Però non è concluso il discorso. Rifiuta questa tesi e d’altro canto a questa tesi ne frappone un’altra...

"No. Non la rifiuto. Dico che nella vita tutte le conquiste sono frutto di una stretta intima collaborazione fra i valori umani, quelli tecnici e i meccanici eccetera. Quindi a noi è mancata questa continuità, mentre gli altri andavano avanti, noi ci siamo fermati. Perché? Qui torna il merito di Lauda e tornano a nostra, non dico discolpa, ma giustificazione tutti i riguardi che gli abbiamo usato e che gli dovremo usare. Lui ha portato un contributo determinante, perché fino a quando abbiamo avuto altri piloti, non eravamo riusciti a sapere se eravamo noi incapaci o se erano i piloti incapaci di dimostrare quello che avevano le nostre macchine. E lei sa che il progettista non è un collaudatore. Lei è giovane c non conosce i tempi della Daimler Benz, quando l’ingegnere progettista Ulenhaut approvava le macchine al Nurburgring. In quel momento il giudizio era tecnico e sportivo, invece i nostri progettisti debbono operare in funzione degli entusiasmi o delle depressioni dei piloti. Fortunatamente oggi abbiamo un impianto a Fiorano che è dotato di mezzi tali che anche i piloti storie ne raccontano meno".

Per concludere lei ci vuole confermare che l’atteggiamento della Ferrari è stato condizionato dall’incidente di Lauda.

"Unicamente".

Rivedendo insieme la stagione, lei ha un solo rammarico: il non aver schierato la terza macchina nelle ultime corse. Ha detto anche: Se l’avessimo schierata probabilmente avremmo vinto. Su calcio di rigore, però avremmo vinto. Sembra di capire che sin da allora il suo intendimento era quello di schierarla la terza macchina e che invece non l’abbia schierata perché qualcuno le ha fatto presente che non era opportuno schierarla.


"Non c’è bisogno di metafore, il qualcuno - l’ho detto chiaramente - è stato Niki Lauda. Ha detto: a Monza va bene: tre macchine non le voglio più, è inutile che facciamo dei complimenti".


Volevo sapere però se, a supporto di questa affermazione di Lauda, c’era stata anche una espressione di volontà, c’era un’espressione di opportunità da parte di chi le sta vicino nella scuderia e sovrintende le cose tecniche della Ferrari.

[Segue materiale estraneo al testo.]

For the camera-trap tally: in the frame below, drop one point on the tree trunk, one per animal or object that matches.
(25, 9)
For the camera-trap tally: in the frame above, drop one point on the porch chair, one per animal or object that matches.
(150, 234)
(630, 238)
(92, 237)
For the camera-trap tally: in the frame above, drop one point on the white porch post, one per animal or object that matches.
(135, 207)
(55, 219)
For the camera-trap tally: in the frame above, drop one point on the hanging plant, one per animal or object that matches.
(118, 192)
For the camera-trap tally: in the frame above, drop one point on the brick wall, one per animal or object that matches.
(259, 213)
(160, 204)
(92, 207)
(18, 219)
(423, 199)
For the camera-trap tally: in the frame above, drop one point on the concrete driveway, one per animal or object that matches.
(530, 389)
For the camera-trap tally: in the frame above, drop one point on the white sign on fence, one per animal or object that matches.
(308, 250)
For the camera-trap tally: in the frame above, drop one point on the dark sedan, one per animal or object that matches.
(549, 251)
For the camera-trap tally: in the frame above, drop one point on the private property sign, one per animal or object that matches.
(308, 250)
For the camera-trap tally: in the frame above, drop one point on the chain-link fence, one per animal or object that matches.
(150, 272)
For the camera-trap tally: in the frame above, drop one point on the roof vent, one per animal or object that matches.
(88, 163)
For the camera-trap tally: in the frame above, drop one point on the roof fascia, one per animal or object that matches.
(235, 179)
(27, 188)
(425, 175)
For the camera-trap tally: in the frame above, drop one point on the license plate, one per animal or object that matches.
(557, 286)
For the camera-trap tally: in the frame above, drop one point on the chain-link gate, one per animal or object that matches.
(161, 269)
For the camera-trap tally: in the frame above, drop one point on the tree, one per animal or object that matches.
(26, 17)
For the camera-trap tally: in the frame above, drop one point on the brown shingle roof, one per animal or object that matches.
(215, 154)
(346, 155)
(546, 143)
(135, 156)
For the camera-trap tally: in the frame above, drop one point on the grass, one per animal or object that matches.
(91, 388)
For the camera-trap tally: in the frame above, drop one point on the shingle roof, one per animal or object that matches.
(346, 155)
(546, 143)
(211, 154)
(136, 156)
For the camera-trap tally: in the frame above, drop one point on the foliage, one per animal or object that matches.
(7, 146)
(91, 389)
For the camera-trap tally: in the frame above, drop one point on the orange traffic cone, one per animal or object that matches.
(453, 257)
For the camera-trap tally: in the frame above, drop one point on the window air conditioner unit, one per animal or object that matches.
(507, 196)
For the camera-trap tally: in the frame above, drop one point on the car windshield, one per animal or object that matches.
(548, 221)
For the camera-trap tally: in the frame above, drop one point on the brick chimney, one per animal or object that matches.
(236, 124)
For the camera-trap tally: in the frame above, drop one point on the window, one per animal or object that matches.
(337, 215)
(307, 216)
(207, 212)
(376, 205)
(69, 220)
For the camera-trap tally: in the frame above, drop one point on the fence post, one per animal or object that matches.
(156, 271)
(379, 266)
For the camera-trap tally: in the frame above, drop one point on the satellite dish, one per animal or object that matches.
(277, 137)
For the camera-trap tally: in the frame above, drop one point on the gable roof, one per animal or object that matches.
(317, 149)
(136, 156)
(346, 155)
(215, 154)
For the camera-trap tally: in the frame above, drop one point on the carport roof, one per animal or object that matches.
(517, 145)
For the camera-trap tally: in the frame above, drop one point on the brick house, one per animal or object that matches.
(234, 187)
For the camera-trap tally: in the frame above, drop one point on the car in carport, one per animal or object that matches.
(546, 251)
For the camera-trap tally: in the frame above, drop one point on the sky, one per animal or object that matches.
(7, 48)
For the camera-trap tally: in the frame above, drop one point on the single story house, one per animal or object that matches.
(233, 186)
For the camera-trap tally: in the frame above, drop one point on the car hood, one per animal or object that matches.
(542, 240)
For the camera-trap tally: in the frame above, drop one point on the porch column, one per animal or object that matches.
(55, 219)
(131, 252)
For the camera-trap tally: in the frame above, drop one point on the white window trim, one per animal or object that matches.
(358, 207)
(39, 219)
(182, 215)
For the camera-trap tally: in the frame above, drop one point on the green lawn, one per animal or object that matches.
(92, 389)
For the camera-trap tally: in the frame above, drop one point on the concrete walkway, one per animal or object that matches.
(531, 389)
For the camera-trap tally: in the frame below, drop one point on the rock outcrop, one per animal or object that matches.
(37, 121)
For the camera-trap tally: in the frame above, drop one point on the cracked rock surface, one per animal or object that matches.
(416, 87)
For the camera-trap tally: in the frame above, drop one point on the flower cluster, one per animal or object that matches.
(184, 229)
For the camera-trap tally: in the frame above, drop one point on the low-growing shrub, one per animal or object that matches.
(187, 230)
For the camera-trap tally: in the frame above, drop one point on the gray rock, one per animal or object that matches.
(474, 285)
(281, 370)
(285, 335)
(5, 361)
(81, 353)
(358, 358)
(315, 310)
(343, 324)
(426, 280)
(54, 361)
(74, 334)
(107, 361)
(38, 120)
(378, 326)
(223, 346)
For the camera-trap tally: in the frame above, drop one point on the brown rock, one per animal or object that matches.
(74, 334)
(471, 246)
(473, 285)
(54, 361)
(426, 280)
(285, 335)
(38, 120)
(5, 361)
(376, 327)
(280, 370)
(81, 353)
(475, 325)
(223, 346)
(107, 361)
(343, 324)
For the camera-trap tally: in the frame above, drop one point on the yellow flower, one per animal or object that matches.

"Guardi. Anzi, guardi è un errore, bisogna dire ascolti. Quelli che mi stanno vicino esprimono molti pareri ed io li ascolto tutti. Ma resti ben chiara una cosa. Che io non ho nessuna responsabilità diretta nella Ferrari. La mia presenza è alla Ferrari per confortare le decisioni degli altri e, fin dove è possibile, io cerco che queste decisioni abbiano il consenso generale. Io non ho nessuna intenzione di assumere una parte diversa da quella che mi è stata assegnata dal 1969 in poi. Io mi sono tenuto la possibilità di studiare nuove macchine a carattere sportivo, di mantenere viva la fiaccola dell’attività sportiva. Quello che riguarda la gestione industriale, quello che riguarda tutte le decisioni della ditta non mi compete, io debbo essere grato a chi si rivolge a me per consigli quotidiani. Qui abbiamo l’ingegner Fusaro, che ha trentasette anni, è il direttore generale della Ferrari. La Ferrari è in buone mani. Dal 1969 ad oggi io ho avuto un rapporto con l’avvocato Agnelli e con l’attuale senatore Umberto sempre cordiale e di pieno fiducia. Loro sono sempre stati generosi nell'interpretare le mie ansie sportive, quindi non ho niente da aggiungere altro che fin quando sto al mondo intendo restare a questo posto e dire quello che penso".


Mi perdoni, in poche parole volevo dire questo: all’affermazione di Lauda, secondo cui non era opportuno schierare la terza macchina, ha fatto seguito mi pare, e lo conferma anche lei direttamente, un consenso dello staff tecnico della Ferrari. Cioè c’era solo lei che dentro di sé pensava...


"Lei non mi può chiedere se c’ero io o non c’ero io perché a questo punto dovrei invitarla a Maranello a leggere i verbali delle nostre riunioni. In quel momento lei vedrebbe chi ha detto di sì e chi ha detto di no, però mi pare che non è un argomento da riunione di questo genere. L’importante è che le posso assicurare questo, che anche in quel momento è stato rispettato il desiderio del nostro pilota che noi abbiamo considerato e continuiamo a considerare fino a prova contraria il numero uno".